Most children devote their entirety of their daily lives at schools where their habits and lifestyles are molded. By embedding gardens at schools, children can develop a better understanding on how to make better food choices. Not only will they be able to learn how to harvest their own fruits, vegetables and flowers, they will be able to experience what their hard work will taste like. Being able to teach children at a young age where and how their food is produced may train them to gain healthy habits. Some may even develop a liking towards the most loathed vegetables such as Brussel sprouts and spinach. For schools that are in urban areas, this would be a good opportunity to increase the number of “green roofs”.
Green roofs will help reduce more than 30% of carbon dioxide produced when using air condition. Urban schools can also take advantage of proving gardening classes to lower their cooling bills. Ultimately, school gardens will improve the health of children; help the environment while creating a better image for the school.

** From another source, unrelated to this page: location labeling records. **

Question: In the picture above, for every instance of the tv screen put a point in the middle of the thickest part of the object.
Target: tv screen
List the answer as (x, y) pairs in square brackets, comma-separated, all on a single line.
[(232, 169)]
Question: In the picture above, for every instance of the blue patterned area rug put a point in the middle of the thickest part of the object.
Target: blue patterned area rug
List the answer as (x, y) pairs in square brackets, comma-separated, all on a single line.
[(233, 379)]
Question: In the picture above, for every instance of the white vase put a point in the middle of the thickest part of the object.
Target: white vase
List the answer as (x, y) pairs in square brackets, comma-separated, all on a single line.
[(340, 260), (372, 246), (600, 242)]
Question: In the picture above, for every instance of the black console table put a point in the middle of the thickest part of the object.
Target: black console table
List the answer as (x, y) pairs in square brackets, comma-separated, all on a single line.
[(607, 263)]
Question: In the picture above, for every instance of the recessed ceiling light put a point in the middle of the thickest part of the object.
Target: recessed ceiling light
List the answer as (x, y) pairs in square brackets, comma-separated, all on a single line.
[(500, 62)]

|Rooftop at Greenwhich Village School|
Though the idea may seem compelling to a vast majority, there is always a con to a pro.
Some may argue that school gardens may be a waste of time. The educational priorities of one school may differ from another. Learning how to garden and tend plants may take away precious time that could be used to study. The creation of green roofs is also expensive. Schools with low budgets may not be able to afford to keep the program for a long period of time. There may also be a concern in terms of attendance. It may not be easy to introduce gardening and the art of patience to a generation of children whose attention span lasts only about 1-10 seconds (the length of a snapchat photo).
Despite this controversy, Green Empowerment has taken action to teach children of rural communities the importance of good hygiene, sanitation and environmental conservation. Click on the icon to learn more about their journey!
This comes to show that there is hope to teach and guide the younger generation to develop a compassion for their environment and health.
What are your thoughts? Should school gardens be reinforced or not?